HAUTE COUTURE

Il decalogo di Chanel, il diorama di Dior, la teatralità di Valli

Sembra voler impartire una lezione generale di bon ton Karl Lagerfeld per Chanel (nella foto, un'uscita che ha fatto discutere), con la sua collezione di haute couture, ispirata a un romanticismo ottocentesco. La sua Madame non va mai a capo scoperto, indossa sempre i guanti o i mezzi guanti e porta calze di pizzo.

 

Predilige inoltre tailleur bouclé dal collo a pistagnina, salvo sottolineare le spalle con un falsa stola, inglobata nella giacca. La gonna si ferma modestamente al ginocchio, i colori sono tenui: dallo champagne all’azzurro polvere, fino all’inossidabile bianco e nero. Poi, però, arriva la zampata leonina del couturier e ci si accorge che gli stivali di trina open toe hanno l’altezza di cuissard super-aderenti, quando non sono di pelle metallizzata, invece gli occhi appaiono rigorosamente bistrati di nero. La sera gli abiti s’infiorano con migliaia di petali, le lunghezze scendono fino al polpaccio e oltre (anche nel pigiama palazzo), i guanti s’allungano al gomito e la stola diventa una mantella impiumata, mentre sulle gonne compare anche un piccolo strascico.

 

Raf Simons per Dior riprende alcuni spunti della stagione precedente e li arricchisce di nuove cromie e dettagli asimmetrici. Le grandi gonne a tulipano si dipartono da corpetti senza spalline, i tailleur pantalone sono aderentissimi e total black. Questa volta gli accenti fluo si ritrovano nelle calze velatissime, mentre gli abiti hanno orli di lunghezze diverse, mescolate tra loro e i bustier sono tagliati a sbieco.

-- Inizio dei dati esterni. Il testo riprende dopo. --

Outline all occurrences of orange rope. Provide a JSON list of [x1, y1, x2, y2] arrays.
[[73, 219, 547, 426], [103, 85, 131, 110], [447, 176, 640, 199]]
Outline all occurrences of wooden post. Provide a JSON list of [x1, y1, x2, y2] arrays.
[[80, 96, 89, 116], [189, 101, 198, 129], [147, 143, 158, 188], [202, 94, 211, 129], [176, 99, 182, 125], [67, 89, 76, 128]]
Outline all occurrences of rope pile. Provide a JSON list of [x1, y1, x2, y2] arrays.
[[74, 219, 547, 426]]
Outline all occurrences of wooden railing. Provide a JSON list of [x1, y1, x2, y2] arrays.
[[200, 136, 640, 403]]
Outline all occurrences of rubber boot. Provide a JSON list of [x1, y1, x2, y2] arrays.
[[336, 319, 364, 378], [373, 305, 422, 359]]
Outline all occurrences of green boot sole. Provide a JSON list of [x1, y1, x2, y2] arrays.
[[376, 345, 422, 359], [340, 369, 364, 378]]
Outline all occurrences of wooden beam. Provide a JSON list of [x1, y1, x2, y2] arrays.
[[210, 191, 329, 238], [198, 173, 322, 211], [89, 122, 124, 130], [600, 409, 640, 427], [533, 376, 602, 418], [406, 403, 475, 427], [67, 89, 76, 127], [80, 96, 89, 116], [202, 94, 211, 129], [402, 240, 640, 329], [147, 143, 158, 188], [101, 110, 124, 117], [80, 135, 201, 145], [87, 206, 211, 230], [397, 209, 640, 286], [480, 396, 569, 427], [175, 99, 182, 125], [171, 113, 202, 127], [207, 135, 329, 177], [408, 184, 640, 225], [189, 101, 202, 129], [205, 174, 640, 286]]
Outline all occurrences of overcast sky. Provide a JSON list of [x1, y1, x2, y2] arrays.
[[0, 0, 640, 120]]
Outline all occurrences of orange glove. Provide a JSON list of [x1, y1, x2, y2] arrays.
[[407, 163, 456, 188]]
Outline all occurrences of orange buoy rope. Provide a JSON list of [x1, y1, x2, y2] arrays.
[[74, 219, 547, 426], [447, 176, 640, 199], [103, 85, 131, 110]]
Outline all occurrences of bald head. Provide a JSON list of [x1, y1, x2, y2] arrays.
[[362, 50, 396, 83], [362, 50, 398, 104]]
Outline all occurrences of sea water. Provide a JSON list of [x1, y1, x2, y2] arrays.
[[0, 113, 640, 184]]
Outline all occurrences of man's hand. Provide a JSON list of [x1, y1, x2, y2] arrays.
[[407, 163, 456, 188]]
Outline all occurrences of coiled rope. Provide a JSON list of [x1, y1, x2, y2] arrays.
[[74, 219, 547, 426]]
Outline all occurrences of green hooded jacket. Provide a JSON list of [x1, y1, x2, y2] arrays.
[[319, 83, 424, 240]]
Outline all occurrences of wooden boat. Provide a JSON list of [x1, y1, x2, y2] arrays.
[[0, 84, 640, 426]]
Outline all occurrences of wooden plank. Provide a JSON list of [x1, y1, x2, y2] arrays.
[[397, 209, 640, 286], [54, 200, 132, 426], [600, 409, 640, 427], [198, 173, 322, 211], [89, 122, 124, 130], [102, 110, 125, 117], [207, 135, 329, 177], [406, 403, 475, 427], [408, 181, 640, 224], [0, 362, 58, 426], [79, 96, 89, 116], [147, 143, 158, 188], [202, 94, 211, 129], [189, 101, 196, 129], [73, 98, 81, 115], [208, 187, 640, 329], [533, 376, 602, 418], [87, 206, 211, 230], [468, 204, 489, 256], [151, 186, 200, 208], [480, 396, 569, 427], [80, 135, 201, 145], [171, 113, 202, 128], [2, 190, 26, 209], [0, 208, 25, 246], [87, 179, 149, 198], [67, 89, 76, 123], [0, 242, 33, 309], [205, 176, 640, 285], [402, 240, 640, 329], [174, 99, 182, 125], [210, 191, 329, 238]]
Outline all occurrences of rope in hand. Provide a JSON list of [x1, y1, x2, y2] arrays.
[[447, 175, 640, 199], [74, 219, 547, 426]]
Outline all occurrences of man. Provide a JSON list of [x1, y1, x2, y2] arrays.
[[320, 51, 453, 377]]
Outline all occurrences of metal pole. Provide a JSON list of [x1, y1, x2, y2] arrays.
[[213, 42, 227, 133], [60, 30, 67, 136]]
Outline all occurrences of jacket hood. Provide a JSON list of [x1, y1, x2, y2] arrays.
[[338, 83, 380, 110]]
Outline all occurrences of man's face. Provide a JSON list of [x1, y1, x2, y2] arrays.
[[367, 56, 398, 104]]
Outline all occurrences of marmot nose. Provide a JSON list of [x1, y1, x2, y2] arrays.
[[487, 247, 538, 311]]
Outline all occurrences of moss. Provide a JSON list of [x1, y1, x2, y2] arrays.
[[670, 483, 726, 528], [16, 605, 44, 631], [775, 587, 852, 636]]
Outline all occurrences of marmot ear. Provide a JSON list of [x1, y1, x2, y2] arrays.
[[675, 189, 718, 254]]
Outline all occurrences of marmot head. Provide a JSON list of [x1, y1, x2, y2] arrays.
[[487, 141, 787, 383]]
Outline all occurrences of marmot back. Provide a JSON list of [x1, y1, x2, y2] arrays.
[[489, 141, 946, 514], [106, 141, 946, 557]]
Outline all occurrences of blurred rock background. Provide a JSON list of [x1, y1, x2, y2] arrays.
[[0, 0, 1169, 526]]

Per la sera Simons sceglie il nero trasparente, decorato da piccoli fiorellini e la silhouette a sirena, che si allarga sul fondo dei vestiti, oppure opta per piccoli abiti a palloncino. Nell’insieme sicuramente più riuscita e coerente con lo spirito della maison, rispetto all’esordio, ma non è ancora Dior, è piuttosto un diorama.

 

La poetica di Giambattista Valli si dipana lungo due direttrici: l’animalier e il fiorato. Il primo viene sfumato, velato, ingrandito o replicato con tessitura a ordito. Mentre il secondo è composto da applicazioni, ricami preziosi e trine. Le fogge degli abiti riprendo il corpetto a bustier e le gonne ricordano i lunghi tutù delle danzatrici classiche. Alcuni vestiti hanno la mantella incorporata, altri giocano con grandi sottane dal cui spacco escono pantaloni di satin. Piuttosto teatrale, l’impatto scenico degli abiti richiama alla mente i couturier francesi degli anni ’50, quando l’alta moda era davvero alta.